If the Node is not running, there's nowhere to Redirect, so the Daemon will just send back an error response.
However, if the Node is running, the Daemon will send back a Redirect response, which will contain both information about where the Node is running and also the unexpected message sent to the Daemon. When the UI gets a Redirect, it should drop the WebSockets connection to the Daemon, make a WebSockets connection to the Node on the port supplied in the Redirect message (on localhost
, using the MASQNode-UIv2
protocol), and resend the original message--which, in case the UI doesn't remember it anymore, is helpfully included in the Redirect payload. If it's a valid Node message, the Node should respond appropriately to it.
Node
Database password
The Node stores its configuration information in a database. A UI should certainly never attempt to write to this database, but it also shouldn't attempt to read from it, for two reasons: first, some of the information in the database is encrypted because it's sensitive; and second, the Node does some caching work for performance reasons, so what a UI finds in the database might be several minutes or more old. The UI should ask the Node directly for the information it needs.

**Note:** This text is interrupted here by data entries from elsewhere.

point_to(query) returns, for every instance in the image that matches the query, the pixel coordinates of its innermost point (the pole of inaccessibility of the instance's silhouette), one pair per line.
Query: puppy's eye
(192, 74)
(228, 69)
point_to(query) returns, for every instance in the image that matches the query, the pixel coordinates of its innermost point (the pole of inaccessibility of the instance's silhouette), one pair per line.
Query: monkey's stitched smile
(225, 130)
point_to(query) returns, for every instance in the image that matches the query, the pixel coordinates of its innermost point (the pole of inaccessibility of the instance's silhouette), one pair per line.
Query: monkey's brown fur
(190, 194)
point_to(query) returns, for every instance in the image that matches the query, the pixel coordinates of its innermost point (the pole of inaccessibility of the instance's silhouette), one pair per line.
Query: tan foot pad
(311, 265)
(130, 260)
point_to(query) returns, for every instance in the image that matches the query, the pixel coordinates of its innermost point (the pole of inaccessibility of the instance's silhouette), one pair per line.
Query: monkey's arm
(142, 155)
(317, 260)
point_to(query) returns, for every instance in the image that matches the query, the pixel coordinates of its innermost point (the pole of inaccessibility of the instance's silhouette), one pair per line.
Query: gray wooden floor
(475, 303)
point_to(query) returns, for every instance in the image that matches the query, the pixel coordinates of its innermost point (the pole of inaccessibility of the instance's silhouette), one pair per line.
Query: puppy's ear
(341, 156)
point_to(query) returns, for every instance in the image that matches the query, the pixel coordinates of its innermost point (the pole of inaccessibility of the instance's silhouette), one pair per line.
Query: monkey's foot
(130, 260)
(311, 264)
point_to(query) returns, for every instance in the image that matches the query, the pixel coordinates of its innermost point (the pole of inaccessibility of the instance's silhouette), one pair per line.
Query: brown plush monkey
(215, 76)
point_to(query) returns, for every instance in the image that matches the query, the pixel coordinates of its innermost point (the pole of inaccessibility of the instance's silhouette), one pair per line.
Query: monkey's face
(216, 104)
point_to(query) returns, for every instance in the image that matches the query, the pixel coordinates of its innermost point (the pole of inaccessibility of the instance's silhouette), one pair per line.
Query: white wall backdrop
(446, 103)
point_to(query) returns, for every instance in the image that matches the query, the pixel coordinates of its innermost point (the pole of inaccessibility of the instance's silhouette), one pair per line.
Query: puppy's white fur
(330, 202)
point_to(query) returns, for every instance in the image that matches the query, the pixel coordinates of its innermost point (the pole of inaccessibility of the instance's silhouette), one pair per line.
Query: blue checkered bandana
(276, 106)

The information in the database that's encrypted needs a password to decrypt it. When the Node is first installed, there is no secret information in the database; therefore, the database has no password. A password can be set on the database without storing any secrets in it, if desired, but in order to store secrets, a password must be set on the database.
The password is never stored anywhere but in memory by the Node; it should not be persisted anywhere by a UI either. In order to carry out certain instructions, the Node will need the password from the UI, which means the UI will need to get it from the user.
Using MASQNode-UIv2
messages, the UI can check to see if a password is correct; it can change the database password (if it knows the old one); and it can be notified when some other UI changes the password (so that it knows the one it's aware of is no longer valid).
Configuration
The configuration information with which the Node runs (which is different from the setup information with which the Daemon starts a Node) is available via MASQNode-UIv2
as well. A UI can request the configuration information, and if the information changes for some reason, all UIs will be notified so that--if desired--they can request the latest version.
Shutdown
The Shutdown operation causes the Node to cease operations and terminate. The UI will receive a response, and then the WebSockets connection will be dropped by the Node.

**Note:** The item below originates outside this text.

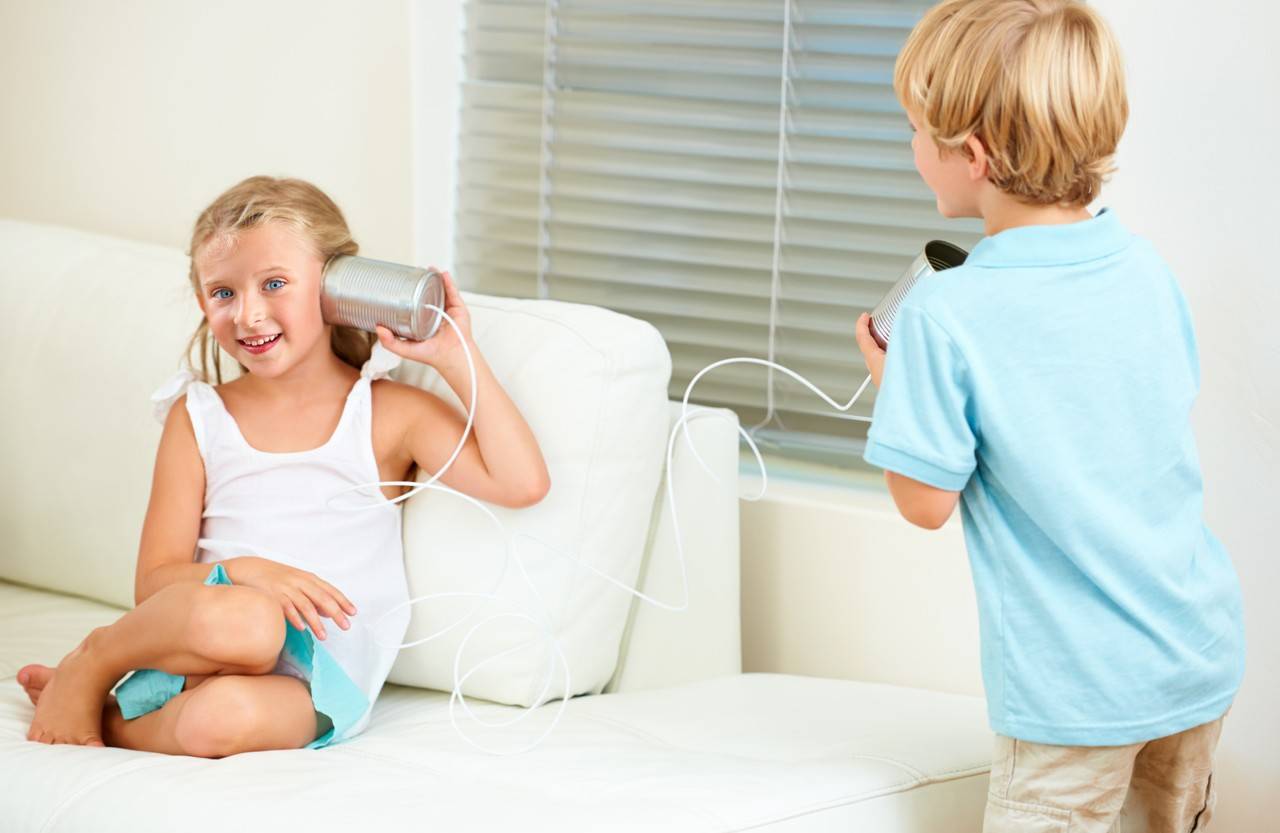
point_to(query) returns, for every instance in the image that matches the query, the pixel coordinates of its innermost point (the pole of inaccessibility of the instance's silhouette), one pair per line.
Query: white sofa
(679, 740)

Whenever the WebSockets connection is dropped, whether the Shutdown operation is in progress or not, the UI should reconnect to the Daemon.
If for some reason the WebSockets connection is not dropped by the Node within a few milliseconds of the response to the Shutdown message, that indicates that the Node has somehow become hung on the way down. In this case, the WebSockets connection to the Node will probably be of no further use. The UI may choose to inform the user that bad things are happening which will probably require user intervention.